Jon Sawyer Post-Dispatch Washington Bureau Chief, St Louis Post-Dispatch (MO)

President Bill Clinton spelled out U.S. concerns about China's record on human rights, trade barriers and weapons proliferation but came away with no commitments from his meeting Friday with Chinese President Jiang Zemin.

The meeting, which lasted for one hour and 30 minutes, was the first between U.S. and Chinese heads of government since before June 1989, when the Chinese government cracked down on democracy supporters in Beijing's Tiananmen Square.

Clinton said after the meeting that he had been "quite specific," laying out U.S. expectations that China would release political prisoners, open a dialogue with the Dalai Lama on the Chinese occupation of Tibet and begin negotiations on its treatment of goods produced by prison labor.

Clinton said he had assured Jiang that he was "not implying that the United States could dictate to China." But he said he wanted to make clear that "there are human rights issues that are a barrier to full resolution of normal and complete constructive relations between our two nations."

Clinton's rebuff from Jiang followed a separate meeting with Japanese Prime Minister Morihiro Hosokawa on efforts to redress the U.S.-Japan trade imbalance. That meeting also produced no breakthroughs, but Hosokawa agreed to a Feb. 11 deadline for progress on the trade "framework" talks aimed at opening up the Japanese market for telecommunications equipment, automobiles and parts and insurance trade.

Clinton fared better on the broader issue of world trade, winning commitment from the 17 Pacific Rim members of the Asia- Pacific Economic Cooperation group meeting in Seattle for "urgent action" to resolve the stalled worldwide talks on liberalizing trade rules for the General Agreement on Tariffs and Trade (GATT).

The president continues his discussions with the other APEC leaders at an informal meeting today on Blake Island, a historic site in Puget Sound off Seattle. The APEC members together represent economies that account for about half the world's economic output and 40 percent of its total trade.

Administration officials defended their decisions, also announced this week, to sell China a high-tech, $8 million supercomputer and turbine generators for a nuclear power plant. Secretary of State Warren M. Christopher said the sales were not prohibited by any U.S. laws or regulations and that they were an important offset to a U.S. trade deficit with China that is currently more than $20 billion a year.

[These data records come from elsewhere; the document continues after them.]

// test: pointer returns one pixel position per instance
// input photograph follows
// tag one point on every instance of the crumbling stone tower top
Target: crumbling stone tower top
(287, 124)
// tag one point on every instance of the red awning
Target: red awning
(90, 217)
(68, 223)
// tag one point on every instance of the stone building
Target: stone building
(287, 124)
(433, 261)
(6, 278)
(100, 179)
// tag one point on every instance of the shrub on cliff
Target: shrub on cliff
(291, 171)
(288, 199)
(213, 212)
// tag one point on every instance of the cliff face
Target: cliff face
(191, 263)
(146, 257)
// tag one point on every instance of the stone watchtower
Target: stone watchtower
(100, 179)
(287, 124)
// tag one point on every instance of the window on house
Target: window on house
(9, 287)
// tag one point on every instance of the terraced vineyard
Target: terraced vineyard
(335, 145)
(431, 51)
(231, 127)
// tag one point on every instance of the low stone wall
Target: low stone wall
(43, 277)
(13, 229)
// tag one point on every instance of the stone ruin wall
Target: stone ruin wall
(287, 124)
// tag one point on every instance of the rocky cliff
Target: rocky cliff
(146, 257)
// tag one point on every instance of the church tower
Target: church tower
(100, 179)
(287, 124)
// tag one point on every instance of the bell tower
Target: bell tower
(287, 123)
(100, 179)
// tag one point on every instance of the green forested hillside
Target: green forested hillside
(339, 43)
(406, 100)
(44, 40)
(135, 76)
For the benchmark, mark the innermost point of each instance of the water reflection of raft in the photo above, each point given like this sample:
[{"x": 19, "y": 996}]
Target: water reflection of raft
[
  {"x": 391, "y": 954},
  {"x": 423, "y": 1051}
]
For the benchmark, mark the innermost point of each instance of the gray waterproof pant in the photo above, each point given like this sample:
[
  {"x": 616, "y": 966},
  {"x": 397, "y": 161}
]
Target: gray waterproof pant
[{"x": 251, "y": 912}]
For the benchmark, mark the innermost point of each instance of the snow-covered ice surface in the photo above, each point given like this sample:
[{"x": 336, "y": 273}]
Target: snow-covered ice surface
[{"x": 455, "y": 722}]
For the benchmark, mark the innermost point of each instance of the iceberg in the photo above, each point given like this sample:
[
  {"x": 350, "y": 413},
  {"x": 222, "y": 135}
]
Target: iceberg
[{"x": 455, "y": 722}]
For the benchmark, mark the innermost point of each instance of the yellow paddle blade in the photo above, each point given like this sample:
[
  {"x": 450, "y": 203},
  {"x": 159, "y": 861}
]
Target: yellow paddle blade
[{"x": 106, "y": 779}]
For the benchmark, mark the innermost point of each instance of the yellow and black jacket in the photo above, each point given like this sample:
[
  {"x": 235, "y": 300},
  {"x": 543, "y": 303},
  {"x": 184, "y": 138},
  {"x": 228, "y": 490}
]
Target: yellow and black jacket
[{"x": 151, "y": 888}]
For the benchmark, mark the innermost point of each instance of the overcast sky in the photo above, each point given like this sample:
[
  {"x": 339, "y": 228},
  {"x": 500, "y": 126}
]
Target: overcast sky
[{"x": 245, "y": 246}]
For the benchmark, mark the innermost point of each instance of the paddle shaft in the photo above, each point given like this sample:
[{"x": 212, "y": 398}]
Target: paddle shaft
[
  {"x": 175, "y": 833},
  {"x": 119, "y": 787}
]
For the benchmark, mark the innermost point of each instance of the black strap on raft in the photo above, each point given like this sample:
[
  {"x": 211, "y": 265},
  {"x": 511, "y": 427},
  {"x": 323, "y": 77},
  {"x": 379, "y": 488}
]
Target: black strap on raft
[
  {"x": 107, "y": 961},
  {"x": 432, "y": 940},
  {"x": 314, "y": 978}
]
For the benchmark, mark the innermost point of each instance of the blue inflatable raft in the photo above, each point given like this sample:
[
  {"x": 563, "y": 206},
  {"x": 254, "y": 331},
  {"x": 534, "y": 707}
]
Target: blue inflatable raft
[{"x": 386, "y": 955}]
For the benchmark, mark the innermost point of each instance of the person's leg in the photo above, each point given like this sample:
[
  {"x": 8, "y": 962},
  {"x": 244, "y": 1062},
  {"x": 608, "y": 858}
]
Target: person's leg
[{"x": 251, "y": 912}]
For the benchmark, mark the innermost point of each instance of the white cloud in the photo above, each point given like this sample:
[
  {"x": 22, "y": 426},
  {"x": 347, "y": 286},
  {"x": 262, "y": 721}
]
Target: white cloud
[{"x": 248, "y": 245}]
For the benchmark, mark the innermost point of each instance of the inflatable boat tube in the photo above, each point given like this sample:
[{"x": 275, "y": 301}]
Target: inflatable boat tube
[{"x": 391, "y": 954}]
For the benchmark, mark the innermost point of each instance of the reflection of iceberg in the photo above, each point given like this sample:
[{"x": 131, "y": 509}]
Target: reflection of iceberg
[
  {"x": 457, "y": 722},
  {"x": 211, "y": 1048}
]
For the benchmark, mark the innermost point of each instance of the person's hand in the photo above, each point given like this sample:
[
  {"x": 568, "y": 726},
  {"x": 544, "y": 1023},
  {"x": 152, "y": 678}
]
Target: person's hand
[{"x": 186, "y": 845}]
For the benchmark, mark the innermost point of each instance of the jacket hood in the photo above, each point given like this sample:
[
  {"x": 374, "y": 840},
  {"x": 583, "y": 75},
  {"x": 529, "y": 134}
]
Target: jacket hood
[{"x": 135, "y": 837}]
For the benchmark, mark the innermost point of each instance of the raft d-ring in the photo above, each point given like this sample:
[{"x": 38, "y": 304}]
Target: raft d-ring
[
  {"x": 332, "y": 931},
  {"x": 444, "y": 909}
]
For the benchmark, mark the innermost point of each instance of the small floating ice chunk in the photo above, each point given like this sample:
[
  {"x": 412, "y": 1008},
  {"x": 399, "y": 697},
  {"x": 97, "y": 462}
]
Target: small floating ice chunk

The Cray supercomputer being sold to China will be used to predict weather, Christopher said, and "we will safeguard very carefully to make sure it's not used in other ways. . . . If we are going to correct a $20 billion trade deficit, we're going to have to sell goods that are not in any way prohibited by our laws and regulations."

Christopher also said he and Clinton had both stressed, in their meetings with the Chinese, the need for steady progress in the coming months in addressing human rights concerns.